In this paper we distinguish between a domain, which refers to an integral domain, and a ring, which may contain zero divisors and might not be commutative. Throughout this paper, for a valuation u on a field K we denote by O_u the valuation domain of K corresponding to u, by I_u the maximal ideal of O_u, and by Γ_u the value group of u. The symbol ⊂ means proper inclusion and the symbol \(\subseteq \) means inclusion or equality. Any unexplained terminology is as in [4].

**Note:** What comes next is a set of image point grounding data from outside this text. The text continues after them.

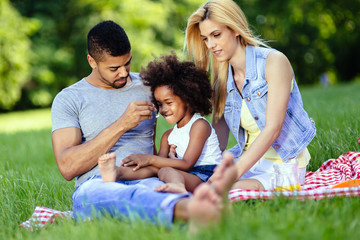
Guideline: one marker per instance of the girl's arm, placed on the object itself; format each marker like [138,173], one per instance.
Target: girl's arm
[222,131]
[278,74]
[199,133]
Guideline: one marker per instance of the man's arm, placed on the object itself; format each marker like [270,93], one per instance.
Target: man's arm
[74,158]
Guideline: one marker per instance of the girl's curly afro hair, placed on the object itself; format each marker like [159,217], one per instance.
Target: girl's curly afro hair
[188,82]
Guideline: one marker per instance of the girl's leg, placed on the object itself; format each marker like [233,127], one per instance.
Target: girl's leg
[112,173]
[177,181]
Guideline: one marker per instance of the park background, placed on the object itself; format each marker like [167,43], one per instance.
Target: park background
[43,50]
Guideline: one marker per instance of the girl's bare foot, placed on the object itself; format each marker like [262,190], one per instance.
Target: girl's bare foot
[107,167]
[171,187]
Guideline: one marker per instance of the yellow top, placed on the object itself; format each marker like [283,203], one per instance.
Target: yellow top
[252,131]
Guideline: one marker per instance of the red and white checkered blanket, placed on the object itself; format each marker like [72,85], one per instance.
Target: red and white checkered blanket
[318,185]
[43,216]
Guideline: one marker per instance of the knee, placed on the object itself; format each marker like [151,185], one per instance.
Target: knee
[163,172]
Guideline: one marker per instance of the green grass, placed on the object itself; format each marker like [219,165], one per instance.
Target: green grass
[29,178]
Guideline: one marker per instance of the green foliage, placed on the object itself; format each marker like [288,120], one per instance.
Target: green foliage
[317,36]
[14,53]
[43,45]
[59,47]
[29,178]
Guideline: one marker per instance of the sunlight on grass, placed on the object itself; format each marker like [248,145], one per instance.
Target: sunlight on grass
[25,120]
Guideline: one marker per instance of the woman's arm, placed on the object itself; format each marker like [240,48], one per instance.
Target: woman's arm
[278,74]
[199,133]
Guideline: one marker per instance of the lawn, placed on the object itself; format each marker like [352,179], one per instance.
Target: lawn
[29,178]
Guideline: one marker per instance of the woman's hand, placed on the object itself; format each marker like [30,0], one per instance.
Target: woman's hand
[140,160]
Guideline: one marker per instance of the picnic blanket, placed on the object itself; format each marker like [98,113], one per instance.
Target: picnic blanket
[318,185]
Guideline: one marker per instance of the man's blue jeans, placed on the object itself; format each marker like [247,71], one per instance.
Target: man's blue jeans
[133,199]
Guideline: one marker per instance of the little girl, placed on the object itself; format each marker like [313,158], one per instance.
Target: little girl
[181,92]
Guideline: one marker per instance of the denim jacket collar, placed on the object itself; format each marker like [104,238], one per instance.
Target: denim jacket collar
[251,71]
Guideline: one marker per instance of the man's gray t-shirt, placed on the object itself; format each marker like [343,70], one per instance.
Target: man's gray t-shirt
[93,109]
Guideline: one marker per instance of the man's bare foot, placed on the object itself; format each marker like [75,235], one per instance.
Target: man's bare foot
[210,199]
[171,187]
[107,167]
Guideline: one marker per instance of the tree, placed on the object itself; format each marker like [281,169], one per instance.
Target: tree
[14,53]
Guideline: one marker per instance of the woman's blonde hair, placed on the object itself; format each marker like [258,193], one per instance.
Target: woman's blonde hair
[226,12]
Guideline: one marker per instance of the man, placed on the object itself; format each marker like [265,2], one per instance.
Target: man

Let S be a commutative ring and let R be an algebra over S. For subsets \(I \subseteq R\) and \(J \subseteq S\) we say that I is lying over J if J = {s ∈ S∣s ⋅ 1_R ∈ I}. By abuse of notation, we write J = I ∩ S (even when R is not faithful over S). We recall now from [5, Section 1.2] the definitions of the classical lifting conditions of ring extensions. We say that R satisfies LO (lying over) over S if for all P ∈Spec(S) there exists Q ∈Spec(R) lying over P. We say that R satisfies GD (going-down) over S if for any P₁ ⊂ P₂ in Spec(S) and for every Q₂ ∈Spec(R) lying over P₂, there exists Q₁ ⊂ Q₂ in Spec(R) lying over P₁. We say that R satisfies GU (going-up) over S if for any P₁ ⊂ P₂ in Spec(S) and for every Q₁ ∈Spec(R) lying over P₁, there exists Q₁ ⊂ Q₂ in Spec(R) lying over P₂. We say that R satisfies SGB (strong going-between) over S if for any P₁ ⊂ P₂ ⊂ P₃ in Spec(S) and for every Q₁ ⊂ Q₃ in Spec(R) such that Q₁ is lying over P₁ and Q₃ is lying over P₃, there exists Q₂, with Q₁ ⊂ Q₂ ⊂ Q₃ in Spec(R), lying over P₂. We say that R satisfies INC (incomparability) over S if whenever Q₁ ⊂ Q₂ in Spec(R), we have Q₁ ∩ S ⊂ Q₂ ∩ S.

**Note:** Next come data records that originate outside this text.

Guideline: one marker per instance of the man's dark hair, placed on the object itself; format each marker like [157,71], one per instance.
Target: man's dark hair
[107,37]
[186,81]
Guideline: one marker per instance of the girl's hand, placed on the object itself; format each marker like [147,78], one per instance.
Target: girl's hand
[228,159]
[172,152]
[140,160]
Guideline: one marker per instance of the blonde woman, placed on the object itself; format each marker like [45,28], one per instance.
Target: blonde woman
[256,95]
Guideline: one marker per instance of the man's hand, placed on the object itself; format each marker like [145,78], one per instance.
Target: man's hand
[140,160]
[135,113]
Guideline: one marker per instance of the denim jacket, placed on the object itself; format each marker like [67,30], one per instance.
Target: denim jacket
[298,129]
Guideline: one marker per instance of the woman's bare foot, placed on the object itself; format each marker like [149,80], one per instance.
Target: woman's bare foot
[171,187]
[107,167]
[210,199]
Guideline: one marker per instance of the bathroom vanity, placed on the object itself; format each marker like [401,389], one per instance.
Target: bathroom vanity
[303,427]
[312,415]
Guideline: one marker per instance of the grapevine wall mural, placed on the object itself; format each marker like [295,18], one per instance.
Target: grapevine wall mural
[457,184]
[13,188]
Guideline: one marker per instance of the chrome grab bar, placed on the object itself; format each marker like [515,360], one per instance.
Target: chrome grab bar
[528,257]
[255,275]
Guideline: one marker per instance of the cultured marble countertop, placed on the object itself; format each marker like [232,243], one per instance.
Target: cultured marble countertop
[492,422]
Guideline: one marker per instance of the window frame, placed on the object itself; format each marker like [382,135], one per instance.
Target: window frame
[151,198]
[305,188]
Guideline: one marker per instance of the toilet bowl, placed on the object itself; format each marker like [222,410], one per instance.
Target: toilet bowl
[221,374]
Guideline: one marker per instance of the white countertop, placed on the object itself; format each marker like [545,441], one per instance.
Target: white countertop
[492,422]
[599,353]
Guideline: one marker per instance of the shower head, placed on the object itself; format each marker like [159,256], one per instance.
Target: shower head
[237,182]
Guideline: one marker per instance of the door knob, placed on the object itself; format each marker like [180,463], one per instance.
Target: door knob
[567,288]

Let K be a field and let L be an algebraic field extension of K. Let T be a valuation domain of K. It is well known (cf. [3, 13.2]) that there exists a valuation domain of L lying over T. Recall (cf. [3, Corollary 13.5]) that T is called indecomposed in L if there exists a unique valuation domain of L lying over T; otherwise, T is called decomposed in L. Moreover, by [3, Corollary 13.7]), whenever the separable degree of K over L is finite, the number of valuation domains of L that are lying over T is less than or equal to the separable degree of K over L.

Recall from [4] that a quasi-valuation on a ring A is a function \(w : A \rightarrow ~M \cup \{ \infty \}\), where M is a totally ordered abelian monoid, to which we adjoin an element \(\infty \) greater than all elements of M, and w satisfies the following properties:(B1) \(w(0) = \infty \);(B2) w(xy) ≥ w(x) + w(y) for all x,y ∈ A;(B3) \(w(x+y) \geq {\min \limits } \{ w(x), w(y)\}\) for all x,y ∈ A.

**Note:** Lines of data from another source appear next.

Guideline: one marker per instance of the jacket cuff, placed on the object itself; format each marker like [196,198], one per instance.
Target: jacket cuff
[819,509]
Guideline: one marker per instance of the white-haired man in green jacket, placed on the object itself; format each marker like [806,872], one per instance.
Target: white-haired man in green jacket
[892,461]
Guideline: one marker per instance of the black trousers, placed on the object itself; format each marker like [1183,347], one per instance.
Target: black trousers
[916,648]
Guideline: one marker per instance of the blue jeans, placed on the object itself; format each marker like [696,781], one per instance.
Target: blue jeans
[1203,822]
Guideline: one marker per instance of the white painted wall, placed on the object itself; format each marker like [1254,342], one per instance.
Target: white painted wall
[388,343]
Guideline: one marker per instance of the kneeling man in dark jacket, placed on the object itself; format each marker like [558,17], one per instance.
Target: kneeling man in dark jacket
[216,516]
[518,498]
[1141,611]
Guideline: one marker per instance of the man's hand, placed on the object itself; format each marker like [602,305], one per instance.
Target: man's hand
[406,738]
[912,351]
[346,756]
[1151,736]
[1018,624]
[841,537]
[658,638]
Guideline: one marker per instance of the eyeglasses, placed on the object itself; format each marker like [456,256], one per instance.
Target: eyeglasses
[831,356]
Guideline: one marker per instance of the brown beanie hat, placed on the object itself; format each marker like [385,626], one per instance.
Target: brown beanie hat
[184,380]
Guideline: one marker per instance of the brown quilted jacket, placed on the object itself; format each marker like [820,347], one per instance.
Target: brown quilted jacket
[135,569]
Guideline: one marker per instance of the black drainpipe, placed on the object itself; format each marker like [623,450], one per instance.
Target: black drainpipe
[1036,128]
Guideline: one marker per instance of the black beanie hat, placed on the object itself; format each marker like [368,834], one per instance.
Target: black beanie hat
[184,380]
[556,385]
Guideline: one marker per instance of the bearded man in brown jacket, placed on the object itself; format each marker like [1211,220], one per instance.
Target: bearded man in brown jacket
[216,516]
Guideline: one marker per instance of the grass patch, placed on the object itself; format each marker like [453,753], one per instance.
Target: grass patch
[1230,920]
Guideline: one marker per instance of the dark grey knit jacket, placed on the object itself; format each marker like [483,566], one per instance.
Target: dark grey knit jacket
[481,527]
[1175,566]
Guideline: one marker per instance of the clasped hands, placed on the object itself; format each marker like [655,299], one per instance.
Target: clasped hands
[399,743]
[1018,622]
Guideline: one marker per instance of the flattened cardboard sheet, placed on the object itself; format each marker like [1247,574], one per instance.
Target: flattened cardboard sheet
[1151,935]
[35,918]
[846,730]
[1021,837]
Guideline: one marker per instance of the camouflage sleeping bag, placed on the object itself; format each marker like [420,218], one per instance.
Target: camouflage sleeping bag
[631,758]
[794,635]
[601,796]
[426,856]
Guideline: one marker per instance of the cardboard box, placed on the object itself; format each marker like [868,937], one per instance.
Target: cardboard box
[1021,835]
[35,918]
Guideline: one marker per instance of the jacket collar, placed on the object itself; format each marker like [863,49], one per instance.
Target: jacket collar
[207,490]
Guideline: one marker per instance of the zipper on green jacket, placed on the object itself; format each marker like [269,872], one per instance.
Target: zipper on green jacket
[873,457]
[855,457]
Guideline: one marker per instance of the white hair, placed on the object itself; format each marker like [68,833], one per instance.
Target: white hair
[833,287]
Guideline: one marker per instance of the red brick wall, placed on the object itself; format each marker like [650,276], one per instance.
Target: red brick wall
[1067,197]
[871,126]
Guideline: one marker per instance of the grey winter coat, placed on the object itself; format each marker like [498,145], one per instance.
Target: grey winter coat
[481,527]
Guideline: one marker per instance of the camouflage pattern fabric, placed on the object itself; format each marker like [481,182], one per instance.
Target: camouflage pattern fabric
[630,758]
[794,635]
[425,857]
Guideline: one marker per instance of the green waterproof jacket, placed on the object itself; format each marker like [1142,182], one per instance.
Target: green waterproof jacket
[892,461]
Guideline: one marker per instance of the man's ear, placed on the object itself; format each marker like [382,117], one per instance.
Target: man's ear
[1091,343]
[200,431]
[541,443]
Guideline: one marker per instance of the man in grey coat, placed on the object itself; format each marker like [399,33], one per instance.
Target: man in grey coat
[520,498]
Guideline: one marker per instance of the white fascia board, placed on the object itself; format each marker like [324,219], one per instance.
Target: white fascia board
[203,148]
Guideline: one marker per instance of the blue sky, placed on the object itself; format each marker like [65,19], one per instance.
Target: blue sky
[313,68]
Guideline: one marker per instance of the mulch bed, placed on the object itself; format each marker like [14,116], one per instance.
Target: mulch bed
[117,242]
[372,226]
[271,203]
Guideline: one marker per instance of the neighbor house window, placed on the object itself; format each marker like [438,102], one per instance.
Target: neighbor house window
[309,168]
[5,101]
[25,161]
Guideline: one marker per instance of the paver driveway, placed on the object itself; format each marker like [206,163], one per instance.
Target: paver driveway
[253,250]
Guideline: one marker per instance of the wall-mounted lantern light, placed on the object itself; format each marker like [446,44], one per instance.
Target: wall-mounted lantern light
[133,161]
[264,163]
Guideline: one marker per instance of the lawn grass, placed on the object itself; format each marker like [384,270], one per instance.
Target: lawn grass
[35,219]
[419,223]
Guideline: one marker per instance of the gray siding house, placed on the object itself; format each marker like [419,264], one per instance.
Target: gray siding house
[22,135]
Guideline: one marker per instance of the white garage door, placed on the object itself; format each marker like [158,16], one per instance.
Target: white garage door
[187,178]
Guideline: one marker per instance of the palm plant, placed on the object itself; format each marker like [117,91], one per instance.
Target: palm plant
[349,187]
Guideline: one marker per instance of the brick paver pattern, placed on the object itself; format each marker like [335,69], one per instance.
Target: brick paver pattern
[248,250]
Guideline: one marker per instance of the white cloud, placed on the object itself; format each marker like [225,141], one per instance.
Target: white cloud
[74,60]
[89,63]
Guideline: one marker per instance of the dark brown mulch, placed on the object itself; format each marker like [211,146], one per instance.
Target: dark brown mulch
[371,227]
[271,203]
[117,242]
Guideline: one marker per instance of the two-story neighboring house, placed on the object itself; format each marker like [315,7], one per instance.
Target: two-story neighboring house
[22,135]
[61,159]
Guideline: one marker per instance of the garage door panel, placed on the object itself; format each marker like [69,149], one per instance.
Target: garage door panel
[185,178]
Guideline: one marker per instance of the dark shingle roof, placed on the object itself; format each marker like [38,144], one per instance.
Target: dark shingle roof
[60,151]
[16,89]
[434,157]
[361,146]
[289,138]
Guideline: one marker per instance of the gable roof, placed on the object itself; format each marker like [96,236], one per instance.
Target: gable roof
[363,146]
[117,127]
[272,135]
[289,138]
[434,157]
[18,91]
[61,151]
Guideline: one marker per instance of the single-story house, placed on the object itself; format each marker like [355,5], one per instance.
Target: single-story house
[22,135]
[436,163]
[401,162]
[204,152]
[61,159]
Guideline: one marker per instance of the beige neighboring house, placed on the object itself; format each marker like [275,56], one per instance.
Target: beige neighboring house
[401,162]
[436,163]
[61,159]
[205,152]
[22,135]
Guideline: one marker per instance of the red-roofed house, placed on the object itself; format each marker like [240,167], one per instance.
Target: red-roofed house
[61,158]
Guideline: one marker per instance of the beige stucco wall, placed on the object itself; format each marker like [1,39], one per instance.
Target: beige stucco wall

In [4] we studied quasi-valuations that extend a given valuation on a finite-dimensional field extension. We proved that the prime spectrum of the associated quasi-valuation domain and the prime spectrum of the valuation domain are intimately connected. Along these lines, let F be a field with a non-trivial valuation v and a corresponding valuation domain O_v, let E/F be a finite field extension, and let R be an O_v-subalgebra of E such that FR = E and R ∩ F = O_v; we call such R an O_v-nice subalgebra of E. By [4, Theorem 9.38, statements (2) and (3)], there exists a quasi-valuation w on E extending v on F, such that R = O_w (we call O_w = {x ∈ E∣w(x) ≥ 0} the quasi-valuation domain), and thus R satisfies LO, INC and GD over O_v. Note that if FR≠E, then since FR is a finite-dimensional field extension of F, one can apply the results of [4] replacing E by FR. Moreover, by [4, Theorem 9.38, statement (6)], if there exists a quasi-valuation \(w^{\prime }\) on E extending v with \(R = O_{w^{\prime }}\) such that \(w^{\prime }(E \setminus \{ 0 \})\) is torsion over Γ_v, then R satisfies GU over O_v. In [5] we generalized some of the results that had been proved in [4], and proved that every algebra over a commutative valuation ring satisfies SGB over it (see [5, Theorem 3.8]). We also generalized [4, Theorem 9.38, statement (6)] and gave weaker conditions for a quasi-valuation ring to satisfy GU over a valuation domain. So, focusing on field extensions, one can say that if E/F is a finite field extension, and R is an O_v-nice subalgebra of E, then R satisfies LO, INC, GD, and SGB over O_v. In light of the above discussion, there exists a quasi-valuation w on E extending v on F such that O_w = R; one may suspect that such R also satisfies GU over O_v. We shall see that this is not the case.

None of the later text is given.